Brook Astor's Mental State Challenged
Grandson admits he did not witness the talk about changing Astor's will.
NEW YORK, May 20, 2009— -- Brook Astor's grandson Philip Marshall admitted under cross examination today that he never discussed his grandmother's will with her and was not present when Astor signed the amendments to her will that were at the center of the criminal case against his father, Anthony Marshall.
Philip Marshall and his twin brother, Alec Marshall, 56, have both testified against their father, who is accused of manipulating Astor into changing her will to give him control of millions of dollars of her fortune.
In sometimes contentious cross examination, lawyers for Anthony Marshall tried to minimize Philip Marshall's earlier testimony that his grandmother appeared confused and disoriented in the years before her death, noting that Philip Marshall mentioned about five occasions when he visited his grandmother between 2001 and March 2004. He later said he visited more often.
Anthony Marshall faces up to 25 years in prison if convicted.
Marshall, 84, showed little emotion as he sat in court, at times holding his head in his hand. During a break in testimony Tuesday, a day when both of his sons testified for the prosecution, Marshall sat on a bench in the court hallway with his wife, quietly crying.
Philip Marshall sparked the criminal case against his father in 2006 when he sought to have his father removed as Astor's legal guardian, accusing him of neglecting his grandmother. His grandmother, who had Alzheimer's disease, had deteriorated the point that she slept on a dog-urine stained couch in her Park Avenue apartment. Police and prosecutors began investigating after the allegations were made public.
Judge Kirke Bartley has prevented Philip Marshall from discussing many of the details of the guardianship case or the condition of Astor's apartment. Marshall did say under cross examination that he asked to be made permanent administrator of his grandmother's approximately $200 million estate. Astor died in 2007 at the age of 105.
Marshall said his application to be estate administrator is still pending. If made administrator, he could receive a fee of potentially millions of dollars, though he said he did not know the exact amount.
'I never did the math. That wasn't what it was about or what it will ever be about," he said.
Astor's mental state had deteriorated to the point where she did not recognize her family members in the last years of her life, a period in which Anthony Marshall was accused of stealing millions of dollars from his mother's estate.

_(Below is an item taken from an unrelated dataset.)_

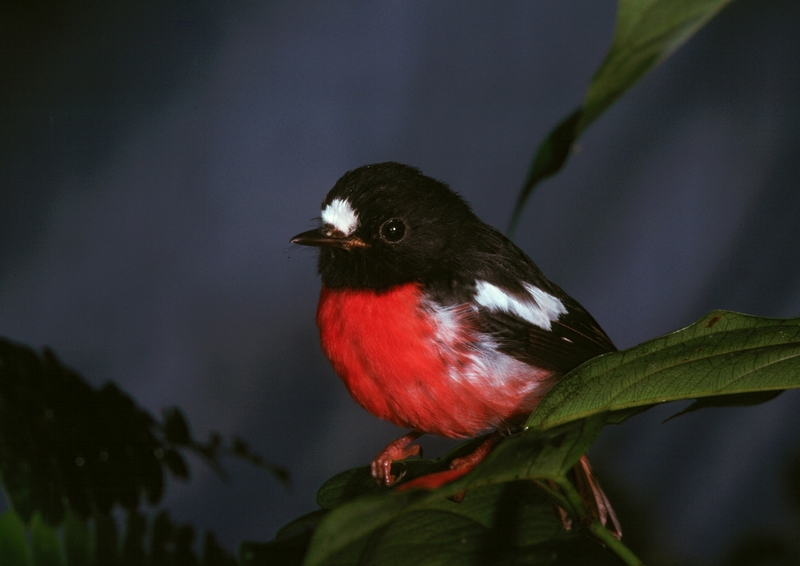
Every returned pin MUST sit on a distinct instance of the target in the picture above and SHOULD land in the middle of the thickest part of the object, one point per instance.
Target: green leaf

In June 2004, Anthony Marshall and his wife, Charlene, told son Philip that Astor had planned to leave him and Alec $10,000 each, but Marshall "was able to change it so we got $1 million each," Philip Marshall said.

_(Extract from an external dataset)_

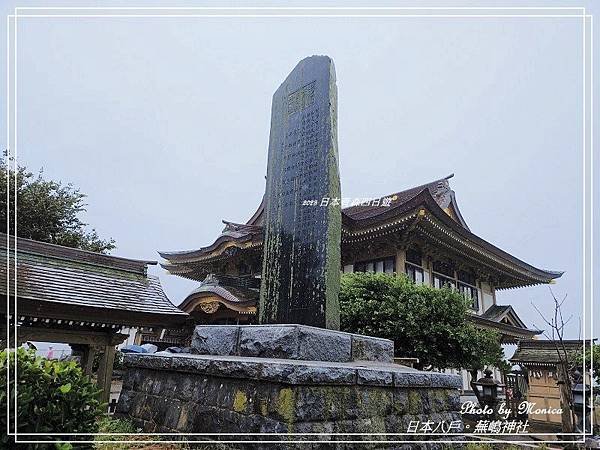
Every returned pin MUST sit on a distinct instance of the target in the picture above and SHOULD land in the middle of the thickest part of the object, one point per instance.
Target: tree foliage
(47, 211)
(424, 322)
(52, 396)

By that point, both grandsons testified, there had been several instances in which Astor did not seem to recognize her family and appeared confused and disoriented. Philip Marshall said he visited Astor in March 2004 at her Park Avenue apartment and helped her get into her car.
Philip Marshall said his elderly grandmother, who had been diagnosed with Alzheimer's, did not recognize him, was "very disoriented" and "appeared terrified."
"I said, 'We're family, we love you,' And she relaxed and squeezed my hand," Marshall said, breaking into tears on the witness stand.